Untuk Barzilay, proyek ini menyoroti perubahan dalam cara AI digunakan dalam ilmu kehidupan. “Banyak penggunaan AI dalam penemuan obat adalah tentang mencari ruang kimia, mengidentifikasi molekul -molekul baru yang mungkin aktif,” katanya. “Apa yang kami tunjukkan di sini adalah bahwa AI juga dapat memberikan penjelasan mekanistik, yang sangat penting untuk memindahkan molekul melalui pipa pengembangan.”
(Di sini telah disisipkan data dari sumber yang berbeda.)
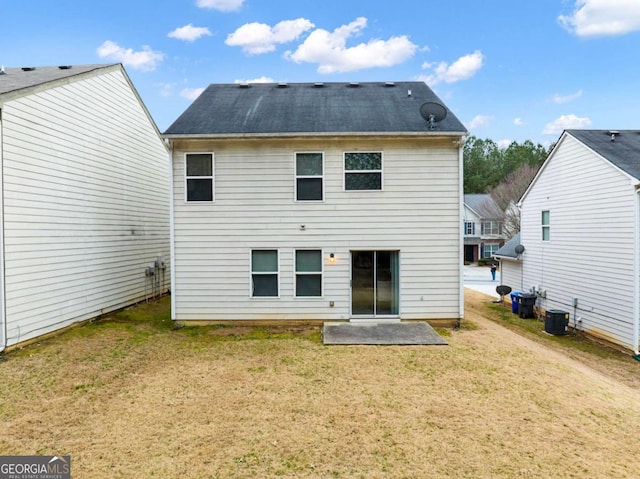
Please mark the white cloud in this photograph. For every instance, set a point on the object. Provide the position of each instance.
(189, 33)
(221, 5)
(462, 69)
(256, 38)
(261, 79)
(145, 60)
(191, 93)
(329, 50)
(565, 122)
(593, 18)
(560, 99)
(479, 121)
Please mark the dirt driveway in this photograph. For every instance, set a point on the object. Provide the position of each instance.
(134, 398)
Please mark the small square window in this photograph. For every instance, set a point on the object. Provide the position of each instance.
(363, 171)
(199, 176)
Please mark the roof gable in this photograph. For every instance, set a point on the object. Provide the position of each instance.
(311, 108)
(621, 148)
(483, 205)
(508, 250)
(623, 151)
(16, 82)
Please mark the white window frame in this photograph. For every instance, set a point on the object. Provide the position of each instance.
(303, 273)
(491, 228)
(546, 227)
(469, 225)
(345, 171)
(492, 246)
(296, 176)
(212, 177)
(251, 273)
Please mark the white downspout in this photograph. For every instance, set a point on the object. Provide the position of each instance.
(172, 239)
(636, 273)
(461, 225)
(3, 309)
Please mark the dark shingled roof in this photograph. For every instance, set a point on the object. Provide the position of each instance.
(508, 250)
(623, 151)
(311, 108)
(15, 79)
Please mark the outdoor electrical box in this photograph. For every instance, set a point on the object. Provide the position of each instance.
(556, 322)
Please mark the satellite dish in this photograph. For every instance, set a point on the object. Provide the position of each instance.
(433, 113)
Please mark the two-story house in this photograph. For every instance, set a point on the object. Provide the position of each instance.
(316, 201)
(482, 226)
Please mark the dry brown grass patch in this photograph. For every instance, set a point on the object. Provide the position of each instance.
(137, 399)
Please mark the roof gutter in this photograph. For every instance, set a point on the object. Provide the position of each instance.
(636, 275)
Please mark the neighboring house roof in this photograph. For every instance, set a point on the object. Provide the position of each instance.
(483, 206)
(19, 82)
(508, 250)
(620, 147)
(312, 108)
(13, 80)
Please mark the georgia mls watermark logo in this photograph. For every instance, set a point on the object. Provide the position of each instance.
(35, 467)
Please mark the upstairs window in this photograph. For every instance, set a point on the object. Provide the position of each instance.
(546, 225)
(308, 273)
(491, 228)
(363, 171)
(309, 177)
(199, 176)
(264, 274)
(469, 228)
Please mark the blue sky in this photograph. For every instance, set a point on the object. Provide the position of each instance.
(509, 69)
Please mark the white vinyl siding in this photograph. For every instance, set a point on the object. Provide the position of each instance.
(418, 213)
(85, 207)
(590, 256)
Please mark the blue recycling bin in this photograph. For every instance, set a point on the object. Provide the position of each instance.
(514, 301)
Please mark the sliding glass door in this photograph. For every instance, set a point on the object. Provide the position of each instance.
(374, 283)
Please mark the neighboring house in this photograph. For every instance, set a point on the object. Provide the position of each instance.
(84, 191)
(581, 231)
(511, 264)
(326, 201)
(482, 227)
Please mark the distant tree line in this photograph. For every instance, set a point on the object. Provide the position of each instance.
(504, 173)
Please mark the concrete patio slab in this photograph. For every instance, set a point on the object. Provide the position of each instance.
(417, 333)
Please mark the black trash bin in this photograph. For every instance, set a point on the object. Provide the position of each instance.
(526, 302)
(514, 301)
(556, 322)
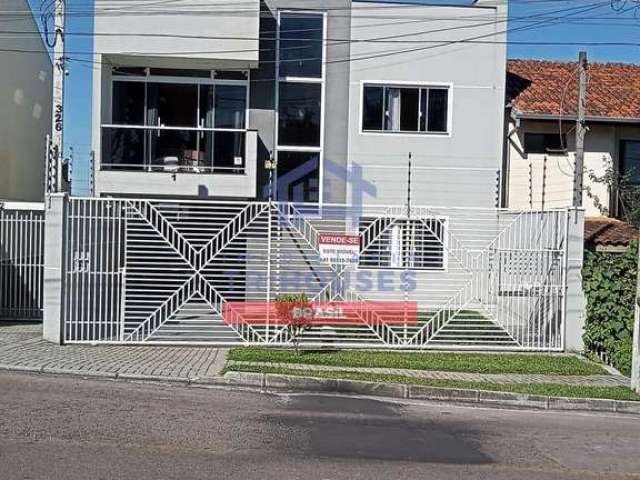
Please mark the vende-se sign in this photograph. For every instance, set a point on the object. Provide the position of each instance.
(339, 248)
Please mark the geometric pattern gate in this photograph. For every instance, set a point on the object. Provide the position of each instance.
(160, 271)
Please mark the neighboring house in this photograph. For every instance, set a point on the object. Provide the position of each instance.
(540, 136)
(199, 103)
(605, 234)
(25, 106)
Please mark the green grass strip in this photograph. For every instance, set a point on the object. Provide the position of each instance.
(552, 390)
(436, 361)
Perbedaan itu penting karena studi mekanisme aksi seringkali merupakan langkah pembatasan tingkat utama dalam pengembangan obat. Pendekatan tradisional dapat memakan waktu 18 bulan hingga dua tahun, atau lebih, dan menelan biaya jutaan dolar. Dalam hal ini, tim MIT -MCMASTER memotong timeline menjadi sekitar enam bulan, dengan sedikit biaya.
Enterololin masih dalam tahap awal pengembangan, tetapi terjemahan sudah berlangsung. Perusahaan pemintalan Stokes, Stoked Bio, telah melisensikan senyawa dan mengoptimalkan propertinya untuk potensi penggunaan manusia. Pekerjaan awal juga mengeksplorasi turunan dari molekul terhadap patogen resisten lainnya, sepertiKlebsiella pneumoniae. Jika semuanya berjalan dengan baik, uji klinis dapat dimulai dalam beberapa tahun ke depan.
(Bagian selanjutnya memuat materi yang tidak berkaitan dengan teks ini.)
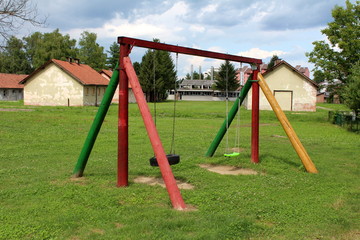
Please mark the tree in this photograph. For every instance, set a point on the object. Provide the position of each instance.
(334, 59)
(91, 52)
(114, 53)
(14, 13)
(272, 61)
(40, 48)
(13, 58)
(157, 74)
(226, 77)
(352, 89)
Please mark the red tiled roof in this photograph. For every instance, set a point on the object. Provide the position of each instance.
(81, 72)
(11, 80)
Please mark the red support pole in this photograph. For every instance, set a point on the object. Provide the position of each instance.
(255, 119)
(123, 136)
(169, 179)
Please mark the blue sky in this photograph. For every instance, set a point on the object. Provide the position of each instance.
(252, 28)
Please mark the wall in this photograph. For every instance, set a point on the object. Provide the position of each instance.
(283, 82)
(53, 87)
(11, 94)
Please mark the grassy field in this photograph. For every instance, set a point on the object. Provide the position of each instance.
(40, 146)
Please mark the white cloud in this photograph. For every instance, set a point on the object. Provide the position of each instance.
(261, 54)
(163, 26)
(207, 10)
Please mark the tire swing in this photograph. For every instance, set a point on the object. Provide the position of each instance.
(172, 157)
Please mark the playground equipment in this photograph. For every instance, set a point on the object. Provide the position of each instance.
(126, 73)
(299, 148)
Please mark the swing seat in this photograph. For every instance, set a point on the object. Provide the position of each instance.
(172, 159)
(234, 154)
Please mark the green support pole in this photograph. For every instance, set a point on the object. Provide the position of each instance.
(232, 113)
(95, 128)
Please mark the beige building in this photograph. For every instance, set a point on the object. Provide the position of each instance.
(10, 87)
(293, 90)
(64, 83)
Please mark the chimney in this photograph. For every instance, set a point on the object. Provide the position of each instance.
(277, 62)
(192, 72)
(77, 61)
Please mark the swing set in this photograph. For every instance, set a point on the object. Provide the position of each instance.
(125, 74)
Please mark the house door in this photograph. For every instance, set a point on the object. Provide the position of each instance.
(285, 99)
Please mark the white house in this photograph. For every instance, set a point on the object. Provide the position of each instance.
(293, 90)
(10, 87)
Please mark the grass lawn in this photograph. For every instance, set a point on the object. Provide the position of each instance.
(40, 147)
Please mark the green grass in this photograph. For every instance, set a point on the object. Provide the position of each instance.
(38, 200)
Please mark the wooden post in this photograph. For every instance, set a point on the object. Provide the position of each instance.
(299, 148)
(169, 179)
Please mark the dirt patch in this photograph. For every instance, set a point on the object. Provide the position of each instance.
(16, 110)
(152, 181)
(98, 231)
(118, 225)
(228, 170)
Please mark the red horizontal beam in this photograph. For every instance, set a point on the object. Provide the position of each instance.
(186, 50)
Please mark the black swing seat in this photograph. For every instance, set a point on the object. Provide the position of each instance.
(172, 159)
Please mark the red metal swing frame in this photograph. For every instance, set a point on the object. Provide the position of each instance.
(127, 73)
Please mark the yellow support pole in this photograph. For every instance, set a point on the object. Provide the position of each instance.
(299, 148)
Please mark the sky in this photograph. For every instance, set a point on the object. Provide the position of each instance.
(250, 28)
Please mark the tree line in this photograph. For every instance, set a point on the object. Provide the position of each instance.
(23, 56)
(337, 59)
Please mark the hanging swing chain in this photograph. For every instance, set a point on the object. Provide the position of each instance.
(227, 109)
(154, 86)
(172, 149)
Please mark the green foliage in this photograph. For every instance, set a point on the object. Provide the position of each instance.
(335, 58)
(39, 149)
(42, 47)
(226, 77)
(90, 52)
(157, 74)
(114, 54)
(13, 58)
(352, 89)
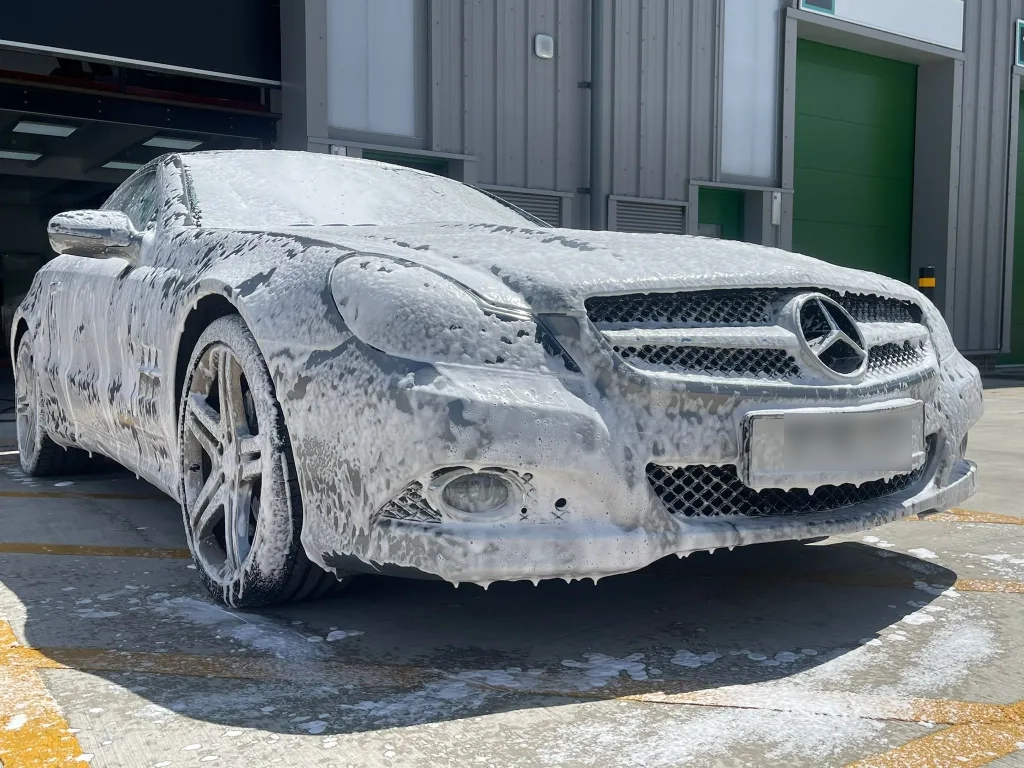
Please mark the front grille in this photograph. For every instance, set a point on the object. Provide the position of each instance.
(411, 506)
(730, 307)
(693, 308)
(891, 358)
(775, 364)
(696, 491)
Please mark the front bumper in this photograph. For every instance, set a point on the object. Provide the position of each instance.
(481, 554)
(585, 440)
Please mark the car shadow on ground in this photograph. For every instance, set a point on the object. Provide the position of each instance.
(410, 652)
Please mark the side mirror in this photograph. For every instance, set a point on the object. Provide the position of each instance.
(97, 233)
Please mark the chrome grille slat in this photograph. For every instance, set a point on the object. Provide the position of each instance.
(697, 491)
(731, 307)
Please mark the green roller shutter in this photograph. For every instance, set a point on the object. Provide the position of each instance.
(720, 212)
(854, 159)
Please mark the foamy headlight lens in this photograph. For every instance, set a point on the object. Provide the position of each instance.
(476, 493)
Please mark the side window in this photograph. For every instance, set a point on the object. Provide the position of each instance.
(137, 199)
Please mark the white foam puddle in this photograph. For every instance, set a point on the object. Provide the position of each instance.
(251, 630)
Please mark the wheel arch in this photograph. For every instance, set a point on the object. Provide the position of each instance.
(20, 329)
(207, 309)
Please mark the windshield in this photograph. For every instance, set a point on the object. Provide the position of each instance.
(258, 189)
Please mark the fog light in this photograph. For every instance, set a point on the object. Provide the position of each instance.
(477, 493)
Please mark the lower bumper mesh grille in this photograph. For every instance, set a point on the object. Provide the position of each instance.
(717, 492)
(411, 506)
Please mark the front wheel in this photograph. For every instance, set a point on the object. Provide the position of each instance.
(240, 495)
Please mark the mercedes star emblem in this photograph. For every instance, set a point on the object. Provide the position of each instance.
(829, 337)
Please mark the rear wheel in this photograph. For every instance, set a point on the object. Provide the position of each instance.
(40, 456)
(240, 496)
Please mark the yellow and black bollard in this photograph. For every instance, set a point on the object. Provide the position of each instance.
(926, 282)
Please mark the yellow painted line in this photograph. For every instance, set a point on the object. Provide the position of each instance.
(883, 581)
(231, 668)
(33, 732)
(940, 711)
(978, 732)
(969, 515)
(960, 747)
(91, 550)
(81, 495)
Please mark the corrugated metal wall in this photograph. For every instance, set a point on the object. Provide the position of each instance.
(979, 268)
(663, 94)
(523, 118)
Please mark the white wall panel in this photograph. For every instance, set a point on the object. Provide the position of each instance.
(750, 88)
(937, 22)
(371, 57)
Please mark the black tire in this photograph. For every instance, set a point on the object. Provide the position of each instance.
(264, 563)
(40, 456)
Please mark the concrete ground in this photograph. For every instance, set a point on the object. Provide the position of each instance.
(900, 646)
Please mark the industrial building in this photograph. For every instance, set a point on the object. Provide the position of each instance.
(880, 134)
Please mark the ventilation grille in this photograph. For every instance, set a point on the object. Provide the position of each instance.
(717, 492)
(730, 307)
(773, 364)
(548, 208)
(633, 216)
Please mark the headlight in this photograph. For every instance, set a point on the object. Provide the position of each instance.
(486, 495)
(411, 311)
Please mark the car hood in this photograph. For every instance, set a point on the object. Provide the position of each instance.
(555, 270)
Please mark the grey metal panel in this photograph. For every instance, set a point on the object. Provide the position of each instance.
(626, 97)
(1012, 192)
(936, 168)
(704, 89)
(677, 101)
(653, 76)
(542, 81)
(663, 92)
(445, 67)
(546, 207)
(979, 268)
(480, 84)
(521, 117)
(571, 150)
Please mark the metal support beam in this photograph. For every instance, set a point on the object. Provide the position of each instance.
(109, 109)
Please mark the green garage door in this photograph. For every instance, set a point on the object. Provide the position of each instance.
(854, 159)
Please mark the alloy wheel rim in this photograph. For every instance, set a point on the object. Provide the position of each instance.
(223, 453)
(25, 407)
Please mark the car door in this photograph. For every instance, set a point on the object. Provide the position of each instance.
(136, 322)
(103, 354)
Para peneliti juga melihat implikasi yang lebih luas. Antibiotik spektrum sempit telah lama dicari sebagai cara untuk mengobati infeksi tanpa kerusakan jaminan pada microbiome, tetapi mereka sulit ditemukan dan divalidasi. Alat AI seperti Diffdock dapat membuat proses itu lebih praktis, dengan cepat memungkinkan generasi baru antimikroba yang ditargetkan.
Untuk pasien dengan CROHN dan kondisi radang usus lainnya, prospek obat yang mengurangi gejala tanpa mengganggu kestabilan microbiome dapat berarti peningkatan yang berarti dalam kualitas hidup. Dan dalam gambaran yang lebih besar, antibiotik presisi dapat membantu mengatasi ancaman resistensi antimikroba.
“Yang menggairahkan saya bukan hanya senyawa ini, tetapi gagasan bahwa kita dapat mulai berpikir tentang mekanisme penjelasan aksi sebagai sesuatu yang dapat kita lakukan lebih cepat, dengan kombinasi AI, intuisi manusia, dan eksperimen laboratorium yang tepat,” kata Stokes. “Itu berpotensi mengubah cara kami mendekati penemuan obat untuk banyak penyakit, bukan hanya Crohn.”
“Salah satu tantangan terbesar bagi kesehatan kita adalah peningkatan bakteri tahan antimikroba yang menghindari bahkan antibiotik terbaik kita,” tambah Yves Brun, Profesor di Universitas Montreal dan Profesor Emeritus terkemuka di Indiana University Bloomington, yang tidak terlibat dalam kertas. “AI menjadi alat penting dalam perjuangan kami melawan bakteri ini. Penelitian ini menggunakan kombinasi metode AI yang kuat dan elegan untuk menentukan mekanisme aksi kandidat antibiotik baru, sebuah langkah penting dalam pengembangan potensial sebagai terapi.”
Corso, Barzilay, dan Stokes menulis makalah itu dengan para peneliti McMaster Denise B. Catacutan, Vian Tran, Jeremie Alexander, Yeganeh Yousefi, Megan Tu, Stewart McLellan, dan Dominique Tertigas, dan profesor Jakobolan, Michael Surette, Eric Brown, dan Brian Coomb. Penelitian mereka didukung, sebagian, oleh Weston Family Foundation; Pusat Penemuan Antibiotik David Braley; Institut Penelitian Kesehatan Kanada; Dewan Penelitian Ilmu Pengetahuan Alam dan Teknik Kanada; M. dan M. Heersink; Institut Kanada untuk Penelitian Kesehatan; Penghargaan Beasiswa Pascasarjana Ontario; Klinik Jameel; dan Badan Pengurangan Ancaman Pertahanan AS Penemuan penanggulangan medis terhadap program ancaman baru dan yang muncul.
Para peneliti memposting data sekuensing dalam repositori publik dan merilis kode DiffDock-L secara terbuka di GitHub.